Por isso, e apesar de já ter trabalhado em quatro continentes, nunca se pode considerar um grande treinador. Quando muito, pode ser um bom coordenador técnico, alguém que poderia organizar as selecções jovens de um país, mas sem nunca meter um pezinho que seja no banco onde, aí sim, causa estragos.
Portanto a nível técnico, estamos conversados. Quanto ao resto, desde andar à pancada com um jornalista, passando pela indisciplina que caracterizou este Mundial, até mandar o responsável máximo de um organismo nacional para o sítio que o trouxe ao Mundo, tudo isto revela a verdadeira natureza deste treinador: sem nível, sem liderança, com pouca cabeça, resumindo, uma besta.

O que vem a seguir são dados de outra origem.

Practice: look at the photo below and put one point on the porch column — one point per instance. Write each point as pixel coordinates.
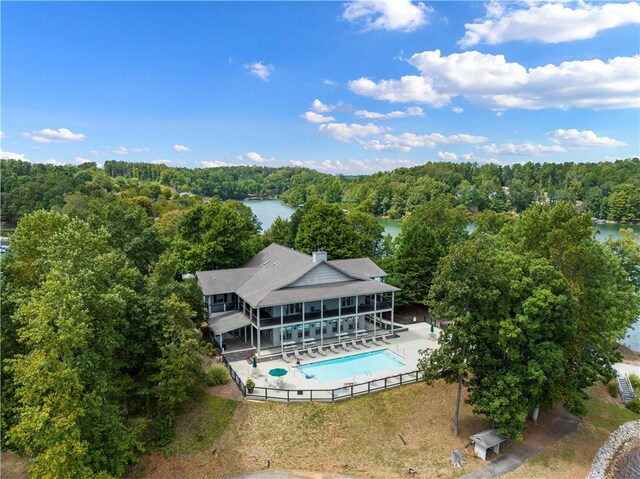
(393, 298)
(339, 318)
(258, 332)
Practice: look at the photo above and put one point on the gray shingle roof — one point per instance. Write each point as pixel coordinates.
(263, 280)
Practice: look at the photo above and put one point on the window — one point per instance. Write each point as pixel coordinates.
(292, 308)
(287, 333)
(346, 302)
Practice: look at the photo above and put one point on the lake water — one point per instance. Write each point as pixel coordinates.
(268, 210)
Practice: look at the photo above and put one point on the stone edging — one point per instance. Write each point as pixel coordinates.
(629, 431)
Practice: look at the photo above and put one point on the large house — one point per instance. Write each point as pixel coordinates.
(282, 298)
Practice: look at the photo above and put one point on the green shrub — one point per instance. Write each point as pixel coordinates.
(634, 406)
(217, 375)
(210, 350)
(612, 386)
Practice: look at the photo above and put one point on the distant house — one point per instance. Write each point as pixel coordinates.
(283, 298)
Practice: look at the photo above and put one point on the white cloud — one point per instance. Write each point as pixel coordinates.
(547, 22)
(582, 139)
(120, 150)
(447, 156)
(10, 155)
(408, 88)
(320, 107)
(255, 157)
(213, 164)
(314, 117)
(399, 15)
(344, 132)
(521, 149)
(48, 135)
(492, 82)
(260, 70)
(407, 141)
(411, 111)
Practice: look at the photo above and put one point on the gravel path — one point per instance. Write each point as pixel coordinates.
(562, 424)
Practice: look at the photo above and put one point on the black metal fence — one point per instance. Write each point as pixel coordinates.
(322, 395)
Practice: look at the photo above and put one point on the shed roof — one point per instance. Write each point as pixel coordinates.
(487, 438)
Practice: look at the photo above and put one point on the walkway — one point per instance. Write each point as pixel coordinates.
(289, 475)
(561, 424)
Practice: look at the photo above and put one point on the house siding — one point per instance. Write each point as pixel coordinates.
(321, 275)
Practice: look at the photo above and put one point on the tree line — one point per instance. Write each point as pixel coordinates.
(607, 190)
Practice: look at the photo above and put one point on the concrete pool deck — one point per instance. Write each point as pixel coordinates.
(407, 345)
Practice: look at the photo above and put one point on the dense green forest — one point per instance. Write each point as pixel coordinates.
(607, 190)
(101, 346)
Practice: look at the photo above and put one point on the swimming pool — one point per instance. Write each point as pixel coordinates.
(363, 364)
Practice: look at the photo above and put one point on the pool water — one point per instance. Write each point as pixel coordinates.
(363, 364)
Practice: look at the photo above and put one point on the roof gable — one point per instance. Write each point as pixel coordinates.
(322, 273)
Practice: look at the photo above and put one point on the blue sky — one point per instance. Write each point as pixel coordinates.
(340, 87)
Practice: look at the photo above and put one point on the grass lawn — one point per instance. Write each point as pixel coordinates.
(358, 437)
(572, 455)
(203, 425)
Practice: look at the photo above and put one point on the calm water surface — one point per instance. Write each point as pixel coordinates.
(268, 210)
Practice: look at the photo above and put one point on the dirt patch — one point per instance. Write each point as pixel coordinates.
(225, 391)
(357, 438)
(629, 356)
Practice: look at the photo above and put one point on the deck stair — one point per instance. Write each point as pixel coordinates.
(625, 389)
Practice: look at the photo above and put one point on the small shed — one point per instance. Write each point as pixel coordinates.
(485, 442)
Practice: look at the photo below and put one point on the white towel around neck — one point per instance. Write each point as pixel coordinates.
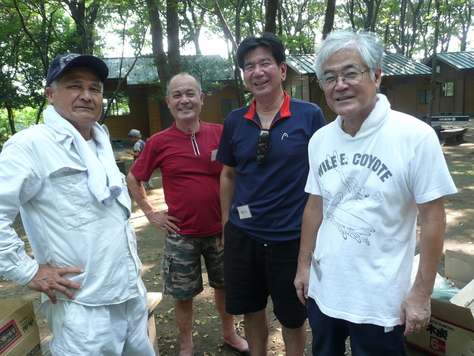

Só mesmo os que ainda pensam que Queiroz é uma espécie de D.Sebastião que nos vai criar uma geração de ouro como há 20 anos atrás é que podem defende-lo. E, sinceramente, não sei em que se baseiam para isso. A formação é, cada vez mais, um papel dos clubes e não das selecções. Ou não teríamos uma escola de formação holandesa (Feyenoord, Ajax) contra uma escola de formação espanhola (Barcelona, Real Madrid) na última edição do Mundial. E como é que pode haver essa escola, se as selecções jovens jogam naturalmente em esquemas diferentes da selecção principal? Será que é possível existir um único modelo de jogo a nível de selecção? Ou isso depende dos jogadores que lá estão e dos clubes de onde vêm? Acho que a resposta é óbvia e é a única possível.